J’ai découvert qu’Elizabeth Harrower n’avait jamais été traduite en français, j’ai lu In Certain Circles et The Watch Tower… C’est toute la littérature que j’aime, celle d’Alice Munro, d’Elizabeth Taylor, des Années de Virginia Woolf : la subtilité, le sujet de saga (quatre jeunes gens à l’aube de leur vie, que vont-ils devenir sur vingt ans ?) qui devient une anti-saga par la grâce du style. Elle travaille sur des détails, sur la distorsion du temps, les moments de flottement. Dès la première scène, il y a une vérité immédiate du grand livre, du grand écrivain. Mais ce n’est pas un chef-d’œuvre intimidant, bien au contraire, il se présente à vous sans crier gare, entre deux repas, deux conversations, une partie de tennis, un jour ensoleillé, etc. Comme chez Tchekhov. 300 pages plus tard, le destin a accompli son œuvre. La trajectoire intime est plus importante que la péripétie, que les lignes biographiques des personnages » (Nathalie Zberro).

« J’espérais que la vie serait toujours parfaite, ce qui n’est pas raisonnable. Mais pourquoi les espérances sont-elles innées ? »

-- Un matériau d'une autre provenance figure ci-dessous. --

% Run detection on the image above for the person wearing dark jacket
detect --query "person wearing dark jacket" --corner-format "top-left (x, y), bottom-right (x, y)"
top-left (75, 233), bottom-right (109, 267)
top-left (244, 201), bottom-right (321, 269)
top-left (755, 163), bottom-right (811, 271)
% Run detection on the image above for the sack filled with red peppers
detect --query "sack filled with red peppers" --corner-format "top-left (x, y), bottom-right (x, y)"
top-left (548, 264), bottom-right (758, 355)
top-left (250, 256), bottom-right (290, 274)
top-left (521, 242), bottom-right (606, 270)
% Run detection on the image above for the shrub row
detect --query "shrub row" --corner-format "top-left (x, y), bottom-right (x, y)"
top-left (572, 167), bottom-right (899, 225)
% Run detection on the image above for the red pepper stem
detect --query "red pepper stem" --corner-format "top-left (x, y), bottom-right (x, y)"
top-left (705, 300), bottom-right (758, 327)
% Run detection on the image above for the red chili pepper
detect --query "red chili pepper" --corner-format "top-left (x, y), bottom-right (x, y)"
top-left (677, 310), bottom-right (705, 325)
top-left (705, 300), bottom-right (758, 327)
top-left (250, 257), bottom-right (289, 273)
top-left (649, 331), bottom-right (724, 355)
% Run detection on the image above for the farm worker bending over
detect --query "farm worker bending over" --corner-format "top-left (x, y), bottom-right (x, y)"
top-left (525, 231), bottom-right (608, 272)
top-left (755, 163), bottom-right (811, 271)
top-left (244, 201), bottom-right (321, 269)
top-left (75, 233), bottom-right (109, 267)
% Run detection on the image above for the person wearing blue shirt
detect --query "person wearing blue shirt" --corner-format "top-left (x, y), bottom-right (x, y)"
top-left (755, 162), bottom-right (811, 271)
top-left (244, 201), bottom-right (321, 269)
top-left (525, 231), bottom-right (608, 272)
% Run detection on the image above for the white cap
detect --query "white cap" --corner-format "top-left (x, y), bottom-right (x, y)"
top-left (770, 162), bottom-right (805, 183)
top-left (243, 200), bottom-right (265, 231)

(Un certain monde, p. 218)

Un certain monde est en effet de ces livres qui vous plongent dans une bulle, dont l’atmosphère vous enveloppe dès ses premières lignes, dont le récit et les personnages vous hantent. Tout pourrait sembler si linéaire, à l’image de la « matinée parfaite » des premières pages : le récit s’ouvre sur une partie de tennis, un moment en suspens entre un avant — la seconde guerre mondiale, les « nouvelles horribles » dans les journaux — et un après que le lecteur pressent, devine, guette. La partie est un double, sur le court quatre joueurs échangent des balles, à l’image de ce roman qui va suivre la vie de quatre personnages principaux, Zoe, Russell, Anne et Stephen, sur vingt ans. Le cadre résiste au temps, une maison sublime, « carrée, en pierre, sur la rive nord du port de Sydney ». Pourtant, à la fin du roman, une piscine aura été creusée sur l’emplacement du court de tennis et tout aura changé, profondément, les lignes de force se seront renversées…

La famille Howard semblait si préservée, un îlot de richesse et mondanités, le couple de biologistes est « de ceux dont l’opinion sur tous les sujets, de la criminalité à la mayonnaise, était censée intéresser la ville entière », leur fille Zoe, « intrépide, riche de ses dix-sept ans » est photographiée dans les pages glacées des magazines. Russell, son frère, vient de rentrer de la guerre, il est promis à un bel avenir. Les Howard évoluent dans un monde où l’on cache ses émotions, dans lequel l’élégance est de taire fêlures, doutes et inquiétudes. Mais l’amitié de Russell pour le sombre Stephen comme la présence de sa sœur Anna bousculent cet équilibre. Zoe a « la sensation que quelque chose de désagréable lui arrivait, quelque chose d’irréversible, de magique et d’inévitable ». Le monde change, comme le dit Russell, « un jour peut-être les gens et les talents ne seront plus sous-employés » et cet avenir n’est sans doute pas si « lointain ». Mais la fresque sociale ne sera jamais discours, ses échos nous parviennent via journaux et radio et surtout par leur empreinte indirecte sur des trajectoires intimes.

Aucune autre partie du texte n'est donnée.